The New Zealand Union of Students’ Associations (NZUSA) says that financial support is failing to meet the rising costs of being a student, amid tertiary enrolments reaching its lowest point in more than a decade.
Ministry of Education figures show that there were 353,000 enrolments in 2016, down from 423,000 in 2009. While part of this decline was down to demographic changes in the number of school leavers, this was not the only reason, argues National President Jonathan Gee.
One of the biggest drops has been in the over 40 age group, from 6.7% in 2008 to 3.6% in 2016.
‘By restricting student allowances for those over 40, the Government has sent a clear signal that to these prospective students that they don’t want to support their living costs while they seek to adapt to the ever-changing future of work.’
The decline in enrolments from those in the 20-24 age group also suggests that cost is a factor.
‘A number of students have opted to take ‘gap years’ halfway through their studies, as they choose to earn rather than learn to keep up with the rising cost of living. They’re also opting for gap years to reassess the suitability of their course, suggesting that we need better careers education to give students a clearer picture of their tertiary journey.’
While Gee acknowledges that most of the decline has occurred in low-level courses, he questions why these students have not opted to stay in tertiary education at higher levels.
‘Increasing tertiary education quality is important, but making it accessible to all is equally vital. There are tens of thousands of young people not in education, employment or training who we need to reach.’

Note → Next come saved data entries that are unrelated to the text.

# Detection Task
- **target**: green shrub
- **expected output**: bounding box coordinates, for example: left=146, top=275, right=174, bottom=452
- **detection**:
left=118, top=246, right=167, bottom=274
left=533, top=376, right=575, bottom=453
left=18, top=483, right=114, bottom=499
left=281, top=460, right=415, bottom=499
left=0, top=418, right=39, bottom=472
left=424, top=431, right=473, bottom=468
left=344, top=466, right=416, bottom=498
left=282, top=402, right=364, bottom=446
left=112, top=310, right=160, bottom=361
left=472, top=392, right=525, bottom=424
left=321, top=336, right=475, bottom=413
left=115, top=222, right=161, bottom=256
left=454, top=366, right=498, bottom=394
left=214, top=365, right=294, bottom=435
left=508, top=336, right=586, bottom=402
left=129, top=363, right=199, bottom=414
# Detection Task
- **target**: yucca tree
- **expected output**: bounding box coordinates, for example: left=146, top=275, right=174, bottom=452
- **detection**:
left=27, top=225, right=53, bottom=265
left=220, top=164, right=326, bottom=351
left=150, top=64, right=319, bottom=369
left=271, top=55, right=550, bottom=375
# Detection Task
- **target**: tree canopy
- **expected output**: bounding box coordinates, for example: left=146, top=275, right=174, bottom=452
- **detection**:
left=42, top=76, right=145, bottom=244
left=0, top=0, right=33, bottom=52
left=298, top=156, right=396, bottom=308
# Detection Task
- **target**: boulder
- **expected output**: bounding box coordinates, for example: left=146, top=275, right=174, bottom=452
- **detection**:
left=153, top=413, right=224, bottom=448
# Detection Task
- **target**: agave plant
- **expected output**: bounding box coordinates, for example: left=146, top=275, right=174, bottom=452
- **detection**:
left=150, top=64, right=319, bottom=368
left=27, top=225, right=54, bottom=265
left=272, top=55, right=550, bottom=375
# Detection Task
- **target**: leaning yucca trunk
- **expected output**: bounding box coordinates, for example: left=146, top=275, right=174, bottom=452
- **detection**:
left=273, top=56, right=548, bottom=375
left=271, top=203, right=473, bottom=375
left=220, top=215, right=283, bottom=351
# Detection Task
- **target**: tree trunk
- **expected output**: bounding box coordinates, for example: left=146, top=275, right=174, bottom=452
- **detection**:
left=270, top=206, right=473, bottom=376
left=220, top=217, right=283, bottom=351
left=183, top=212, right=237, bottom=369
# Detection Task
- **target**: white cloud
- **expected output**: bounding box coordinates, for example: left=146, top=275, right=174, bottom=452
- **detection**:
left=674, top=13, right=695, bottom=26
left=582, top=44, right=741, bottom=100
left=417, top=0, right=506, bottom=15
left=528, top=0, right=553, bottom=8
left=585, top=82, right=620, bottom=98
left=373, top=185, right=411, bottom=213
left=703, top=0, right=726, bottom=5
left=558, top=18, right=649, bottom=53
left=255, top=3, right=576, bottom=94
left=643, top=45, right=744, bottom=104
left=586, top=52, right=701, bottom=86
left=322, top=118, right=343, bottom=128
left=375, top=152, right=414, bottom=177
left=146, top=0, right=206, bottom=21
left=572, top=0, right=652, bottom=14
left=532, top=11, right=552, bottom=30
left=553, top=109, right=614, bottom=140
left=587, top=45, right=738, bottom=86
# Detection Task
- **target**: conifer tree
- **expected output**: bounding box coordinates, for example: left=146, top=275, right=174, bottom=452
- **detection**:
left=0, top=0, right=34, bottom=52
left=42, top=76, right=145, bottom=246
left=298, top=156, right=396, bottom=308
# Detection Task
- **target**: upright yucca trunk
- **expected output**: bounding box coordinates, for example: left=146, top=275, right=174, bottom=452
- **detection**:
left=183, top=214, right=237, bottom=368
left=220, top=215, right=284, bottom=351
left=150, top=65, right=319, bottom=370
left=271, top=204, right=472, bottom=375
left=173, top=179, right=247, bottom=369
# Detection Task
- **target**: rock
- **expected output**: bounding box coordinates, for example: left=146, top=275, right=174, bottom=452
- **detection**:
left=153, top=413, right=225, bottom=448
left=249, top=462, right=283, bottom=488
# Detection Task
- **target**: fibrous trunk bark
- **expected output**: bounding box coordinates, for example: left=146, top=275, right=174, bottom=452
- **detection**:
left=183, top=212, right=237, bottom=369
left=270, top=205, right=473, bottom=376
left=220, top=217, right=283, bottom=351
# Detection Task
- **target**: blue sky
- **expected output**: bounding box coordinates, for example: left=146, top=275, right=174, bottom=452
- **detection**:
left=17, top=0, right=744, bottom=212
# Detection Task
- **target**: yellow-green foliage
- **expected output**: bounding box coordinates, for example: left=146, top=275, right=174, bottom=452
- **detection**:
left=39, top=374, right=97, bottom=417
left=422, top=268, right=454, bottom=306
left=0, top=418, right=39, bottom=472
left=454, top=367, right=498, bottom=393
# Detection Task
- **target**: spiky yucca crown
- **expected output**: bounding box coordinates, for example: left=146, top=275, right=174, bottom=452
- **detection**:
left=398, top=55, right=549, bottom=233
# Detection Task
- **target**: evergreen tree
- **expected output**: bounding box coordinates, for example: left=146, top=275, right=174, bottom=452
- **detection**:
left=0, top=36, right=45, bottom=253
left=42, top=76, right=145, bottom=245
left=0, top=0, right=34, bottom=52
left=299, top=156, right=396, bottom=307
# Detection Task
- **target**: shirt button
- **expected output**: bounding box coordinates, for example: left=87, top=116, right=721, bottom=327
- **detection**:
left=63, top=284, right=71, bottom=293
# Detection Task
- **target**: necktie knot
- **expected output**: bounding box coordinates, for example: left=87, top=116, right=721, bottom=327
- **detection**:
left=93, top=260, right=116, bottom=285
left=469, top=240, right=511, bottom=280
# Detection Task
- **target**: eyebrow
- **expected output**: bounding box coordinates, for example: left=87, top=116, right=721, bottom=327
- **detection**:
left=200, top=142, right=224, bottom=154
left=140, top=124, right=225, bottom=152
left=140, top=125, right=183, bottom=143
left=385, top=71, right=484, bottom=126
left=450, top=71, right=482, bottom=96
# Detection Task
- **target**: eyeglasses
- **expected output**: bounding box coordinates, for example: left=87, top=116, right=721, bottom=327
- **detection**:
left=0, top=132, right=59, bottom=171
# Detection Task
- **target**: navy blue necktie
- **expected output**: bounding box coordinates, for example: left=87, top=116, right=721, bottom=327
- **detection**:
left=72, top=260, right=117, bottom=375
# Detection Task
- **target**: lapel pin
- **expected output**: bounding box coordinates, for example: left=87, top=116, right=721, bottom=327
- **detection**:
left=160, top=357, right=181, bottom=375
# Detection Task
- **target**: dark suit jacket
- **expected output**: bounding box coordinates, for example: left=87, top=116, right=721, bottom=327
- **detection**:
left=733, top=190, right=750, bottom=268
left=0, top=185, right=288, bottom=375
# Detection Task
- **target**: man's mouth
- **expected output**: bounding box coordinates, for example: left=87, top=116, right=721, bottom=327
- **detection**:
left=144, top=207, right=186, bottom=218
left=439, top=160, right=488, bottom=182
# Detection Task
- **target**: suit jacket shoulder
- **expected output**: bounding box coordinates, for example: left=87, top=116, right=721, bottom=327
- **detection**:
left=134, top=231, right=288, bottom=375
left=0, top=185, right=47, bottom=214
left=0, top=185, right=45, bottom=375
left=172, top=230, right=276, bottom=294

New Zealand sits at around the OECD average (42%) when it comes 25-34 year olds holding a tertiary qualification (40%). Yet countries which we typically compare ourselves to have much higher proportions, such as Australia (49%), the United Kingdom (50%) and Canada (59%). Gee says this shows that we can do better when it comes to tertiary education participation.
‘People around the world have said that the best anti-poverty programme is education. Tertiary education results in more stable work, better health over time, reduced incarceration rates and higher employment. Greater tertiary education participation is ultimately good for New Zealand. We can do better.’